The term 'upwards management' has taken on a range of meanings, but its fundamental principle, that relationships between managers and staff work best when in harmony, is sound.
The issue lies in the term’s misuse, meaning that some view it negatively – as trying to progress through constantly complimenting your boss or always agreeing. Others posit an alternative understanding, where staff are intentionally challenging to superiors in an effort to assert authority.
In fact, upwards management is neither of these. Understood at its simplest, it is a method of career development that is based on consciously working for the benefit of both yourself and your boss. It is understanding their needs, perspectives and objectives and consistently positioning yourself to support these.
Seven top tips for upwards management
- Understand your boss. Get to know their ultimate goals and take note of their communication preferences. Making sure you’re communicating in a way that they like and with their goals in mind will help your ideas get the respect they deserve.
- Stick to facts. When presenting ideas, make sure that all your reasoning is based on objective facts. An emotional argument is much easier to pick apart than a fact-based one.
- Be specific. When you need things from your manager – time, resources, staff – make it clear what you need and why.
- Follow through. When you promise your boss something, make sure you deliver. There is no shame in telling your boss that a task is going to take longer than you thought, but failing to inform them, and not honouring your commitments, breeds distrust and resentment.
- Respect their time. Your boss’ time is valuable – be aware of this whenever you have a meeting or discussion. Always turn up on time for meetings, ensure you are prepared, and make sure that any information your boss needs has been made available.

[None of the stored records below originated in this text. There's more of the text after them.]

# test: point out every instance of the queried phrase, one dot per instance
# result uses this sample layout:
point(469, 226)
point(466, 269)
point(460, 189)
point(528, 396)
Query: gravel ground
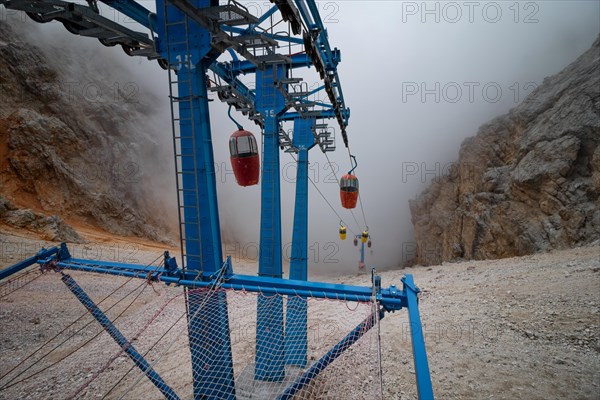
point(519, 328)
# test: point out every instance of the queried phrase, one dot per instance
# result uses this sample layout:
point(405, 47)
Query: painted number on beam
point(185, 61)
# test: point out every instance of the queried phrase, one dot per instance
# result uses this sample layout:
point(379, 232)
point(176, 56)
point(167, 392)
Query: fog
point(419, 77)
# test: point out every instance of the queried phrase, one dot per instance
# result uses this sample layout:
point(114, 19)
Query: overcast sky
point(419, 77)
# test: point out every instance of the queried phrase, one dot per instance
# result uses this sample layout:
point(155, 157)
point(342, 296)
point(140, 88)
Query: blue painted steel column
point(118, 337)
point(424, 388)
point(296, 338)
point(187, 46)
point(208, 323)
point(270, 355)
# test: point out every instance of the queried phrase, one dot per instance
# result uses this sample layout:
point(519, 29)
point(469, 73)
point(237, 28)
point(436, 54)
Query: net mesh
point(156, 324)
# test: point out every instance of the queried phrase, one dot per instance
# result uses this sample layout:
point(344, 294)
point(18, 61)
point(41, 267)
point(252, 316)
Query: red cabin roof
point(244, 157)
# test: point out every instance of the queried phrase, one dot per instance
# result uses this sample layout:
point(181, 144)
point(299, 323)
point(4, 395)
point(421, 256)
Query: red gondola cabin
point(244, 157)
point(349, 191)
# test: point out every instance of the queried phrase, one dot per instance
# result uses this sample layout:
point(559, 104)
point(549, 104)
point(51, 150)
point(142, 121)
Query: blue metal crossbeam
point(135, 11)
point(391, 298)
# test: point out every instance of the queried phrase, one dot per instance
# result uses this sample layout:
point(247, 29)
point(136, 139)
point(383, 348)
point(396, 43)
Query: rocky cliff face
point(76, 141)
point(529, 181)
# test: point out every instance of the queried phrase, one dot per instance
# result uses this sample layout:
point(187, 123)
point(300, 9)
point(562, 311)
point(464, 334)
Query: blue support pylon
point(270, 355)
point(424, 388)
point(296, 338)
point(187, 47)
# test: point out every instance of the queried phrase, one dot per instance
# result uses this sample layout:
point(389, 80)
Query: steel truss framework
point(187, 37)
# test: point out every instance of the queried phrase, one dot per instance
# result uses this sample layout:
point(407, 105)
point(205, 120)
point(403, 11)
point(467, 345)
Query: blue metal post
point(187, 47)
point(112, 330)
point(270, 356)
point(296, 340)
point(328, 358)
point(424, 388)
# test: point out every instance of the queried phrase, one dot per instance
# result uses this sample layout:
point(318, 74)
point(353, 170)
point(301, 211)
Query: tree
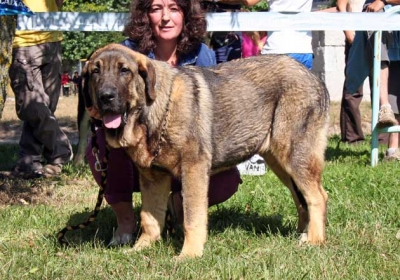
point(7, 30)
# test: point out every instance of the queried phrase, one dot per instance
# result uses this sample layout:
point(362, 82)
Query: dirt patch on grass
point(25, 192)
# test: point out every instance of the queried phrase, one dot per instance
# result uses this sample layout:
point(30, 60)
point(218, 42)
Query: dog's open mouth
point(112, 120)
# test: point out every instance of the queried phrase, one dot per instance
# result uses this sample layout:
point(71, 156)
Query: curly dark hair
point(139, 30)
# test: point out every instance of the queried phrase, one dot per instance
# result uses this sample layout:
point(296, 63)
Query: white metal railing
point(237, 21)
point(247, 21)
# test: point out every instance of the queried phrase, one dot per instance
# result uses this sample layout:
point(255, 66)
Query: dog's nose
point(107, 96)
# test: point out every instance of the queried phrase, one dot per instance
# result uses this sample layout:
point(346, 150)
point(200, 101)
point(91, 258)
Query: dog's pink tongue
point(112, 120)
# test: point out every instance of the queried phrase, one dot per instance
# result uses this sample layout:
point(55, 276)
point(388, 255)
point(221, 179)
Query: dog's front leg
point(195, 180)
point(155, 189)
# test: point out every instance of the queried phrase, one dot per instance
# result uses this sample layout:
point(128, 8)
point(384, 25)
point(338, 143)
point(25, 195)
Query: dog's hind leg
point(195, 180)
point(155, 189)
point(304, 183)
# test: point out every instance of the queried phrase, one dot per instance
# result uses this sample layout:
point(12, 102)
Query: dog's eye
point(124, 69)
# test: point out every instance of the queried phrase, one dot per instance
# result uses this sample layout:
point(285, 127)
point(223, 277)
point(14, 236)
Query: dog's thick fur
point(193, 121)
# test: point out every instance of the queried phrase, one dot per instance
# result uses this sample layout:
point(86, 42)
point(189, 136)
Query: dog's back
point(294, 104)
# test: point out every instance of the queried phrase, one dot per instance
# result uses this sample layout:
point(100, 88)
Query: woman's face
point(166, 19)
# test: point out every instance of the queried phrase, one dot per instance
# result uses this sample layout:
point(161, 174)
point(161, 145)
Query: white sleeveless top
point(288, 41)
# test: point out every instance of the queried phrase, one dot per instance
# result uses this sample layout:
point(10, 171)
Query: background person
point(171, 31)
point(226, 44)
point(296, 44)
point(350, 116)
point(65, 79)
point(36, 82)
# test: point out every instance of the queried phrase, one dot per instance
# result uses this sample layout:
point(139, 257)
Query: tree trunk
point(7, 30)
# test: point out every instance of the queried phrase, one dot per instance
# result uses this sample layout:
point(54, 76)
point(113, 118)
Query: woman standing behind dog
point(171, 31)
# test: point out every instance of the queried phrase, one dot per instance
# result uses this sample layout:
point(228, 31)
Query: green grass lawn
point(251, 236)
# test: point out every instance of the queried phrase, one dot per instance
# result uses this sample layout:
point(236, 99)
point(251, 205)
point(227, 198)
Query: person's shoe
point(393, 157)
point(174, 215)
point(386, 117)
point(27, 171)
point(120, 240)
point(52, 170)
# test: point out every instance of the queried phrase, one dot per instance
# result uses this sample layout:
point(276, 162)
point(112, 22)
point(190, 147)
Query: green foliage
point(79, 45)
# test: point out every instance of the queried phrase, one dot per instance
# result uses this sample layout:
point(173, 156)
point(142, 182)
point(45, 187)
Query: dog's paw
point(142, 243)
point(303, 238)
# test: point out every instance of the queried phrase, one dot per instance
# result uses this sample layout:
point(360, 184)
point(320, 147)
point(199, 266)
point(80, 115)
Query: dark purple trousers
point(123, 177)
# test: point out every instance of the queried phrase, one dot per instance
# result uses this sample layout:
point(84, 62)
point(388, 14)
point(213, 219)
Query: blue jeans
point(304, 58)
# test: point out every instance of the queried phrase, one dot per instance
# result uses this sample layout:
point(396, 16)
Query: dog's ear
point(85, 86)
point(148, 74)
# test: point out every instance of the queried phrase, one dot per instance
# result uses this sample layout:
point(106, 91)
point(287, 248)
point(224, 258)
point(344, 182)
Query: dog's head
point(118, 82)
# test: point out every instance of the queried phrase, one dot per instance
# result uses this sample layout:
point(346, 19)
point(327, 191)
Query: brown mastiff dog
point(189, 122)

- Present options. Although committing to an argument is commendable, presenting multiple options, and the strengths and weaknesses of each, evidences your ability to consider alternatives as well as reassuring your manager.
- Don’t suck up. Easier said than done, but achieving all of the above without sucking up is crucial. One of the benefits of being a manager is having an entire team to challenge you. Make sure you don’t become a ‘yes man’ and your input will be valued and sought after.
"I don’t want my team to just agree with what I say, I want them to feel they can challenge my viewpoints"
From the horse’s mouth
Sara Merry, Assistant Director, Marketing & Communications at the CISI, says that the best way for her staff to manage her is “when they provide me with a good argument. I don’t want my team to just agree with what I say, I want them to feel they can challenge my viewpoints. But if they do have different ideas, I do expect them to be confident in the direction they have chosen and to be able to back them up – with stats, evidence or logic.”